RIO - Quando esteve no Brasil pela primeira vez, no início dos anos 70, durante a fase mais aguda da ditadura militar, o grego (naturalizado francês) Kostantin Costa-Gavras já respondia pela reputação de autor de incômodos filmes políticos. O diretor desembarcou no país a caminho de Belo Horizonte, onde faria, para o filme Estado de sítio (1973), pesquisas sobre guerrilheiros uruguaios que sequestram um cônsul brasileiro e um oficial da inteligência americana. A fama do longa Z (1969), que reconstitui o golpe militar da Argélia, então corria o mundo como ganhador do Oscar de Filme Estrangeiro.

Não viajei ao Brasil em segredo.

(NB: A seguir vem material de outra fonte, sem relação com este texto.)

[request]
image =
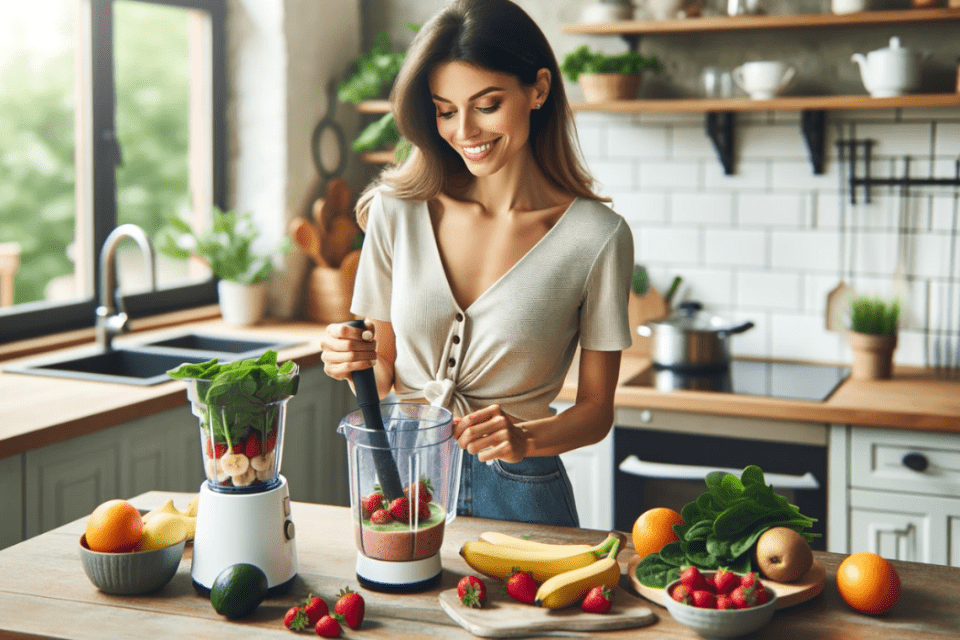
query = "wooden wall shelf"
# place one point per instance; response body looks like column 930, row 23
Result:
column 744, row 23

Mas, naquela época, não seria bom ser associado a um filme como Z lembrou o cineasta de 76 anos, em entrevista ao Jornal do Brasil durante o Festival de Berlim, onde Eden is west, seu mais recente trabalho, fechou a competição. Não deu outra. Na alfândega brasileira, quando olharam para os meus documentos, foram logo perguntando: O senhor é o Costa-Gavras? Despistei explicando que não, que eu me chamava Kostantinos Gavras, que Gavras é um nome muito comum na Grécia.

Espécie de drama fantasioso sobre o fenômeno da imigração ilegal na Europa, Eden is west abrirá o 13º Cine PE Festival do Audiovisual do Recife, em 27 de abril. Gavras virá acompanhar a exibição do longa protagonizado pelo italiano Ricardo Scarmarcio (Meu irmão é filho único) na maratona pernambucana. É a quarta visita do diretor ao país desde aquele quase constrangimento na alfândega, quase 40 anos atrás a segunda só ocorreria em 2002, quando veio lançar O corte no Festival do Rio.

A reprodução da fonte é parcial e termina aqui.